Search code examples
rpredictrocaucproc-r-package

What prediction format should be the input for ROC function


I am trying to calculate the ROC of a target variable that is binary(0,1) versus a decision tree prediction.

When I set the prediction value to be binary, it gives me the following error:

> roc(as.numeric(pred),as.numeric(data$target))

Setting levels: control = 0, case = 1
Setting direction: controls < cases

When I set the prediction value to be a probability, it gives me the following error:

> roc(pred[,2],as.numeric(data$target))

'response' has more than two levels. Consider setting 'levels' 
explicitly or using 'multiclass.roc' insteadSetting levels: 
control = 0.166666666666667, case = 0.232876712328767
Setting direction: controls < cases

So I am confused about what format should I set to the prediction to so that the ROC is calculated correctly?
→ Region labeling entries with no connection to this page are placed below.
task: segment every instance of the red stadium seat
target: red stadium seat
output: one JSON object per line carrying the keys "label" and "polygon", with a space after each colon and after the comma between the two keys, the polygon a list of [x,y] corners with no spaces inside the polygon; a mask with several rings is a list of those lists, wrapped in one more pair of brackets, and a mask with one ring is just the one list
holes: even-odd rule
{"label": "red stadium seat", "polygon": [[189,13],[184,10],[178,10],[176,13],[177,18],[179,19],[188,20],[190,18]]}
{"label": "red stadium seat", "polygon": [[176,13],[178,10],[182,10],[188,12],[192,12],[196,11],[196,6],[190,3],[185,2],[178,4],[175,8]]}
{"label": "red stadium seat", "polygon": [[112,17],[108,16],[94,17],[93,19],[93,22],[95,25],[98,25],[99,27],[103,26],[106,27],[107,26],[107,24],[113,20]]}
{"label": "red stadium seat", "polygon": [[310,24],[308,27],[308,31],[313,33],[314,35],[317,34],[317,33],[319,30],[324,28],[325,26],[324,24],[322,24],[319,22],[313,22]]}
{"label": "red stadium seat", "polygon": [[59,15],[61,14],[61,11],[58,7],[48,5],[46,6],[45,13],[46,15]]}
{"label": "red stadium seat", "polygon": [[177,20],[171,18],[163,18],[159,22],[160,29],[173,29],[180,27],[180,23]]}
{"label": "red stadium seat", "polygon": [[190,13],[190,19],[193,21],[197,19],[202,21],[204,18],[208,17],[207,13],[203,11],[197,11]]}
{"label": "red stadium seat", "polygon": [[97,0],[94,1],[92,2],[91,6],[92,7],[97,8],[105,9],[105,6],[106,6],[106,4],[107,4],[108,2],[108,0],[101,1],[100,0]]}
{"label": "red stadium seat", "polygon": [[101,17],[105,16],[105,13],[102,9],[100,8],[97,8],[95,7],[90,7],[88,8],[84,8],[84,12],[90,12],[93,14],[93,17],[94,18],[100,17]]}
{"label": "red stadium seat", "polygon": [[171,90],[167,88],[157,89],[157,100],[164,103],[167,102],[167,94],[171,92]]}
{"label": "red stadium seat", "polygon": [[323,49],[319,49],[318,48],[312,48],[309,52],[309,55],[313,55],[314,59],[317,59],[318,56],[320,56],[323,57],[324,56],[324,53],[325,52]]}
Why is my function showing these errors?


Solution

  • If you look at pROC's roc function documentation, you will see that the formal definition has the following form:

    ## Default S3 method:
    roc(response, predictor, [...]
    

    The prediction is therefore the second argument, not the first as you are using. Therefore your call should look like:

    roc(data$target, pred[,2])
    

    If you forget the order you can always use named argument in order to ignore the order:

    roc(predictor = pred[,2], response = data$target)
    

    Also note it is not necessary and even not recommended to convert the response to a numeric vector, so I removed as.numeric from the calls above.